FoodBBQ, Roasted Lamb, Slow Cooked Pork, Curry
MoodsMood for something different

This wine's story

France's Languedoc region is generally regarded to be one of the best places for wine lovers anywhere on earth. And it isn't difficult to see why - two thousand years of viticultural history, blazing sunshine throughout the summer, the sparkling mediterranean sea almost always visible on the horizon, and a reverence for fine wines which is exceptional, even for France.

It is here we find the village of Magalas, and the winery Domaine de Magellan, which is responsible for the sexily packaged Le Fruit Defendu wines which have been highly sought after for the past few years. The winery is run by a certain Bruno Lafon, a serious vintner who defected from his own family estate in search of something new, something to truly call his own. He searched all over the fine wine provinces of his native France, before falling head-over-heels in love with the Languedoc, and setting down to the very real business of making wines he felt were worthy of the location.
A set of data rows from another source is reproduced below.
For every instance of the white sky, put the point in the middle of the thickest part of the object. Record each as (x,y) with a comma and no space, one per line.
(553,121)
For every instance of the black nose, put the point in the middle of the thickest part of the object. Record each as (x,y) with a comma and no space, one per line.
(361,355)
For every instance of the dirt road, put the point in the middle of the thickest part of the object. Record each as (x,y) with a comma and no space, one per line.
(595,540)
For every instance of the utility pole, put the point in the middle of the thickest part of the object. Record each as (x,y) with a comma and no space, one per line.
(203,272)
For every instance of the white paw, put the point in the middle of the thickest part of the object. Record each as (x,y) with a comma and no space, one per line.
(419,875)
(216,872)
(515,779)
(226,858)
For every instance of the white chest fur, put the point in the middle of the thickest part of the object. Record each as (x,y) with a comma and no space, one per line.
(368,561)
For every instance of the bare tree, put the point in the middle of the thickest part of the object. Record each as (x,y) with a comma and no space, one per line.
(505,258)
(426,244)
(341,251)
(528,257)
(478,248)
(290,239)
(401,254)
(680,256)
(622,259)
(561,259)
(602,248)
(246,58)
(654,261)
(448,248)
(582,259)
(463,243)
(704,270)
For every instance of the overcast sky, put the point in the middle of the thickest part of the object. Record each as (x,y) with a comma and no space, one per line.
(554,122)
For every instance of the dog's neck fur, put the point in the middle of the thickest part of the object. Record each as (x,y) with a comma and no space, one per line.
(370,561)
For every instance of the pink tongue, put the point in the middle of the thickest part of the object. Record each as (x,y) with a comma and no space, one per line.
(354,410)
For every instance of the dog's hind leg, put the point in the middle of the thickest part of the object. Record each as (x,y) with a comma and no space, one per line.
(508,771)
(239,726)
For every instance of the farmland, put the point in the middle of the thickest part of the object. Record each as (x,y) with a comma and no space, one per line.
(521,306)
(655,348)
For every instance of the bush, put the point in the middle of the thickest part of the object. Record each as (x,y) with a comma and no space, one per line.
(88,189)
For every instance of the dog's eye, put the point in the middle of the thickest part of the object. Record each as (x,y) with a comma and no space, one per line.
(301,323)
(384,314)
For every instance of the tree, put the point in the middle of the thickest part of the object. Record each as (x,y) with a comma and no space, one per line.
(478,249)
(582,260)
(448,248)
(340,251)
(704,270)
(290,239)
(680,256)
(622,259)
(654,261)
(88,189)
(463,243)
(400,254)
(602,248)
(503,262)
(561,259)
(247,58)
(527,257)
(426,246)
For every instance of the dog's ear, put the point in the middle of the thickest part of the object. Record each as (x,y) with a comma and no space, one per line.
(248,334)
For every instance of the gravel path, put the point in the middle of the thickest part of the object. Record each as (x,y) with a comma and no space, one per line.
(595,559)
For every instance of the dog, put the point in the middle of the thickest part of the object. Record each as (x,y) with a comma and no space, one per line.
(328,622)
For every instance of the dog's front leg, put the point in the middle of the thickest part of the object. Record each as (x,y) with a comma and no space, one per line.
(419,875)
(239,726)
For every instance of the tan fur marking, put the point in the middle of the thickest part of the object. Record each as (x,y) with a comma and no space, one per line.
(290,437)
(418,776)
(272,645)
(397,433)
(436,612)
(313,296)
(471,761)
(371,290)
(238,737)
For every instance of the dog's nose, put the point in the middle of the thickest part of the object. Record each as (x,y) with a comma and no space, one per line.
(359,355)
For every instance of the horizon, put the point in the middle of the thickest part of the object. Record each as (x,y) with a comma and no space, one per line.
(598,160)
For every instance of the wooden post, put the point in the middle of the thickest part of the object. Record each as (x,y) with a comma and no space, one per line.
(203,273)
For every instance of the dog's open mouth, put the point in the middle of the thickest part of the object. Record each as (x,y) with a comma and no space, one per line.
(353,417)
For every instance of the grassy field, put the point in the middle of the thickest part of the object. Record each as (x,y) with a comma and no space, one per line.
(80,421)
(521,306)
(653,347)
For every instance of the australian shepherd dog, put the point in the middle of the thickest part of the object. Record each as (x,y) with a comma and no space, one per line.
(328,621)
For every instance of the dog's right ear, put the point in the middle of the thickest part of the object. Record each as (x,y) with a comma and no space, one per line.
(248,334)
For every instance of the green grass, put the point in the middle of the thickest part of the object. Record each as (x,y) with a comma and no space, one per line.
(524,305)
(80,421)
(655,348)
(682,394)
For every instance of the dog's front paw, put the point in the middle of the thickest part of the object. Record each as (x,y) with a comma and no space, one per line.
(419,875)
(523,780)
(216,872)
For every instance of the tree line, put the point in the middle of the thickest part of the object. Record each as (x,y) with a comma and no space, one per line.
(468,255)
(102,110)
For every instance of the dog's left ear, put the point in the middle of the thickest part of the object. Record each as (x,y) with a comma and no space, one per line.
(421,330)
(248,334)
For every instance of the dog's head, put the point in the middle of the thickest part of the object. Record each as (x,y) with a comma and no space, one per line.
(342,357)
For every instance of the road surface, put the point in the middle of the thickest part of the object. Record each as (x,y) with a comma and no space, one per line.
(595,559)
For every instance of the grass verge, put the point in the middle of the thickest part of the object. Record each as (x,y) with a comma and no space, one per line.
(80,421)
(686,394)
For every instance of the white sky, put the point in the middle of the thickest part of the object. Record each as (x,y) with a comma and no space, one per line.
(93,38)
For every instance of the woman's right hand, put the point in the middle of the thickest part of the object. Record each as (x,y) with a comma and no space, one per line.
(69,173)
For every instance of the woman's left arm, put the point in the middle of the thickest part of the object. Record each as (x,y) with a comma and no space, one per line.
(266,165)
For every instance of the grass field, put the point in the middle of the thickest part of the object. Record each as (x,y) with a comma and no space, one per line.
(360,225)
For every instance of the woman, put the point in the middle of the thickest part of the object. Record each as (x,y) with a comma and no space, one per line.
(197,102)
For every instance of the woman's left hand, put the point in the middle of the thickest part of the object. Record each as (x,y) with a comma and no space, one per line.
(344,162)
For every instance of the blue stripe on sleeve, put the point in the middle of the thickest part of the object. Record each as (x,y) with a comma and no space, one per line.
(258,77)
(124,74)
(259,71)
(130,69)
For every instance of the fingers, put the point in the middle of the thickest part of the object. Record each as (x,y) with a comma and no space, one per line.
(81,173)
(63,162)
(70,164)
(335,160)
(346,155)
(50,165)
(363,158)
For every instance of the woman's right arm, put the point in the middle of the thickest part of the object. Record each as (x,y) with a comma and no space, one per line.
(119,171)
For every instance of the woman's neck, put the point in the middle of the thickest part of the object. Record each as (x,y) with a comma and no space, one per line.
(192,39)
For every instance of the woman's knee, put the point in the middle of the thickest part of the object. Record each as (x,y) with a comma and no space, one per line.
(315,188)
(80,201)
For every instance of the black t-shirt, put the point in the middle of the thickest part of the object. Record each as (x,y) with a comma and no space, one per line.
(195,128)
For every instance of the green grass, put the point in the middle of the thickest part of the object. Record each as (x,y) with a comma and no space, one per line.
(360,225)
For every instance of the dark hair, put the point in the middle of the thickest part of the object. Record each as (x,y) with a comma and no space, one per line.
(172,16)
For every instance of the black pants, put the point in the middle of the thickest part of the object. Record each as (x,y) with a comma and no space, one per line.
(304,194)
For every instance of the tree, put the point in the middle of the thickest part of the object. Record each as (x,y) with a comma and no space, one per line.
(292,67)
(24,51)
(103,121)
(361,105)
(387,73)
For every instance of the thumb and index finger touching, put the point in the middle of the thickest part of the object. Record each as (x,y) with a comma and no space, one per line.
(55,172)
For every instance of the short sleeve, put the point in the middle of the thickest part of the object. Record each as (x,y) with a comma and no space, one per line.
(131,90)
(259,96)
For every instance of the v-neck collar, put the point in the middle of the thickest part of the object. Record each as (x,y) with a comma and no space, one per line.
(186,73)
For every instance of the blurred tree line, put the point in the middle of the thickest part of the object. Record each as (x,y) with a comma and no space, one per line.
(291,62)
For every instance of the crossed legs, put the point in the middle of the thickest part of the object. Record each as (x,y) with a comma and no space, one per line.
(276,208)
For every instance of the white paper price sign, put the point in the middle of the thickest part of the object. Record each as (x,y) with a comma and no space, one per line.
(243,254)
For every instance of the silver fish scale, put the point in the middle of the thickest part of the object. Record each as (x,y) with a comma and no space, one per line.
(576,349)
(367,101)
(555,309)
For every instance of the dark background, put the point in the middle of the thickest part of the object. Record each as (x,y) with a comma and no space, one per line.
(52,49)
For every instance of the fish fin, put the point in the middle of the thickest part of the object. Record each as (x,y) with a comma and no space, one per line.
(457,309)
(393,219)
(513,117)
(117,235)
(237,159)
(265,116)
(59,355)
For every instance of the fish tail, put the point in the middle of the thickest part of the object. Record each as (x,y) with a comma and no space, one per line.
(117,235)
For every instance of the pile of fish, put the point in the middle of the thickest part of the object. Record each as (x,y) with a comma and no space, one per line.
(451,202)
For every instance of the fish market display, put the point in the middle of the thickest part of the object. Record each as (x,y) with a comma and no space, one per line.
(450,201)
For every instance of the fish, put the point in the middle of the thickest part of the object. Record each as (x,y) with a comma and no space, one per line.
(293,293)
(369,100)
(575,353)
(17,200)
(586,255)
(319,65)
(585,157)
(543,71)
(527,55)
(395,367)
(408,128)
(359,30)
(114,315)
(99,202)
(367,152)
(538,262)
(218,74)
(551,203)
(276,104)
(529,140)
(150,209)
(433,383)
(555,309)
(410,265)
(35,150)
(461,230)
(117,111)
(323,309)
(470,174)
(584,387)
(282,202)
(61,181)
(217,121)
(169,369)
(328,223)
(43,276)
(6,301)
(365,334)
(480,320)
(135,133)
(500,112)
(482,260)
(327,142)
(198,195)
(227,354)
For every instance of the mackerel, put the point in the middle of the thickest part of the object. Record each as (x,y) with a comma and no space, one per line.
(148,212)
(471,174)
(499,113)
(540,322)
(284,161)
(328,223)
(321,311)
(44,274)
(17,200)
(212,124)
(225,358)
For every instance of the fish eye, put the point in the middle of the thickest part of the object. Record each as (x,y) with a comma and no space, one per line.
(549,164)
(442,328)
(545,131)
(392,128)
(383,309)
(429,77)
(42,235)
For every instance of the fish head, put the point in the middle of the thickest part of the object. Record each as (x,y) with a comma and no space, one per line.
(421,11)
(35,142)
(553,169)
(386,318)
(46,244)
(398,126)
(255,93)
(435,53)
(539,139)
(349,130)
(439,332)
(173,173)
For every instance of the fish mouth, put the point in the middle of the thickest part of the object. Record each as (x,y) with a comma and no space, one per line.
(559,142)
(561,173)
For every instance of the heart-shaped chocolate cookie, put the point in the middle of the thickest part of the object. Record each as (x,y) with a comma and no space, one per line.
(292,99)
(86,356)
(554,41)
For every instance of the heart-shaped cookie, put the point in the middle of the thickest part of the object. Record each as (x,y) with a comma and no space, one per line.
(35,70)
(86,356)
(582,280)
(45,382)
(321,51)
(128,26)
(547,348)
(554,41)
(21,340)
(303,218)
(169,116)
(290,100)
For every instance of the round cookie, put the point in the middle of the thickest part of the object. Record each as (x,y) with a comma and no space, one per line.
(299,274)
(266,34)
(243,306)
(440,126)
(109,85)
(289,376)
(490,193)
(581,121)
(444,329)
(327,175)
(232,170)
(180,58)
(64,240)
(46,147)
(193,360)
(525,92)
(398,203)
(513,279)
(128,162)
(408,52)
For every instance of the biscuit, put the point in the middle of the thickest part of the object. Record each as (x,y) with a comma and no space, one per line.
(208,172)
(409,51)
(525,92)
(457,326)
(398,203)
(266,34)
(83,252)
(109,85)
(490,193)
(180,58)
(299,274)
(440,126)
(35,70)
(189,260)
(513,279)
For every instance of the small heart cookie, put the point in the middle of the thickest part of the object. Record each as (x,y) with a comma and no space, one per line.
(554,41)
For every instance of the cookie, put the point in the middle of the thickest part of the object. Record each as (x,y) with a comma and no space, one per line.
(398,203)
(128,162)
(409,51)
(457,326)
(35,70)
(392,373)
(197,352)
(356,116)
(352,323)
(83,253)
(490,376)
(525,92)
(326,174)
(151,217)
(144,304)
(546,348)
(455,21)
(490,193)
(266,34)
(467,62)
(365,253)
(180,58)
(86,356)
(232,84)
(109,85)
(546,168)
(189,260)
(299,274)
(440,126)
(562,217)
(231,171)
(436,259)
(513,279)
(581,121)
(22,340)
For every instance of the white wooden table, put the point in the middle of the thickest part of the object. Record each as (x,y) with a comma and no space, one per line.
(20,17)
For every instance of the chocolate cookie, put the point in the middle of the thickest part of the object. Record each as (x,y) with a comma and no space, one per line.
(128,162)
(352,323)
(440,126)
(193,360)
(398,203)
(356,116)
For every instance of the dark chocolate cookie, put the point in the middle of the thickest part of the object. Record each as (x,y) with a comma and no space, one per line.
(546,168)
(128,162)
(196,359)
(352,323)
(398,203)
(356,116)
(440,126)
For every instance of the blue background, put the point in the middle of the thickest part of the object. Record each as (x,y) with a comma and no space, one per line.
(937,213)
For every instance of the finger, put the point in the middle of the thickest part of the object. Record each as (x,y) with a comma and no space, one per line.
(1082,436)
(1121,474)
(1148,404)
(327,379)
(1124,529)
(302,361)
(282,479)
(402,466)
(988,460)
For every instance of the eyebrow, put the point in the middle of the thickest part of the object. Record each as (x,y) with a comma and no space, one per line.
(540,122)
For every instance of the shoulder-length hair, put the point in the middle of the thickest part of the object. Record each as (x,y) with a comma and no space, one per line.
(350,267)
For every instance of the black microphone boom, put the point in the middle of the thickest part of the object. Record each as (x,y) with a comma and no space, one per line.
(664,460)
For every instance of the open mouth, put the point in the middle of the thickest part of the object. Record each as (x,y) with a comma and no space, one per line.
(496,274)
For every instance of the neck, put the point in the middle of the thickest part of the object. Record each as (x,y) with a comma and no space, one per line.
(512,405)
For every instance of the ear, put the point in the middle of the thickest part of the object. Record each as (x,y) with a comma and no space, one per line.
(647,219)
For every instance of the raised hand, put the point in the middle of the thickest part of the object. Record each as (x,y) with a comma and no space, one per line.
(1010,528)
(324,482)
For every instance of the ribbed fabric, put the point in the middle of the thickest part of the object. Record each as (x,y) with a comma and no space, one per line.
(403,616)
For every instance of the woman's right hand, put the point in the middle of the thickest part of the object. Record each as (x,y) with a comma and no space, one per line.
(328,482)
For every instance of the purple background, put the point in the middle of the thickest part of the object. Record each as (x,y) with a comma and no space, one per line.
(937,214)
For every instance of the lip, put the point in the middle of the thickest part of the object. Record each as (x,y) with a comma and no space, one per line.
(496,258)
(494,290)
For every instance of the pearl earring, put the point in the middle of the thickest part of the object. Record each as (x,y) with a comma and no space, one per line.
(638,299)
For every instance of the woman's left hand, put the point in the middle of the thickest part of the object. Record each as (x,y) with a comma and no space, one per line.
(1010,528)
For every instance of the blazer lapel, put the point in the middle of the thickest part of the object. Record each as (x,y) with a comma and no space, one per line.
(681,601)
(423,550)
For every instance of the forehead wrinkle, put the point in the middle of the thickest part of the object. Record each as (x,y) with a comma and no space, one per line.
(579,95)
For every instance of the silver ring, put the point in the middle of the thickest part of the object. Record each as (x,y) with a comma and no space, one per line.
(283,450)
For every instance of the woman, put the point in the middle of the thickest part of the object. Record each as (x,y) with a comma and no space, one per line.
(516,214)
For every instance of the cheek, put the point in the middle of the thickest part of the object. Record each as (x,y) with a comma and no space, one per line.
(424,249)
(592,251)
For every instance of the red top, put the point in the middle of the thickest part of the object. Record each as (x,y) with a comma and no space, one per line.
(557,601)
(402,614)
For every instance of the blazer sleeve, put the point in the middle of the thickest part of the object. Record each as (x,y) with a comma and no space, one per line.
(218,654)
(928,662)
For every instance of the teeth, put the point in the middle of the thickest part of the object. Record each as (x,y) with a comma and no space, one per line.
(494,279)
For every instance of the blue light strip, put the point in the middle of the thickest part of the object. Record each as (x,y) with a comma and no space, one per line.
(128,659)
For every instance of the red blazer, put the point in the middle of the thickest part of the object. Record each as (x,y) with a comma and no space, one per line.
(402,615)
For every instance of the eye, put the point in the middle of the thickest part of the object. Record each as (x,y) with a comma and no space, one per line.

Grenache is essentially a Mediterranean grape, full of sunshine and vibrancy, and as such, wines with a significant amount of this grape in their blend are best paired with fresh, zingy Mediterranean dishes. Think roasted peppers, slow cooked pork or roasted lamb dishes, served with paprika-spiked couscous. Grenache also pairs well with some Indian curries, too, although stick to the darker, deeper ones with a good kick of spice and tomato.

Sommelier Notes

Le Fruit Defendu – the forbidden fruit.

The Languedoc is often overlooked for great wine in France, but is home to some amazing old vines. This wine, produced from some of said vines of well-pruned cinsault (a Rhône blending grape prohibited in the local official appellation - thus, "forbidden") is a dark, spicy yet approachable expression of this pocket of France. Full of bramble and hedgerow, with cinnamon and liquorice, it fills the mouth and leaves you wanting more.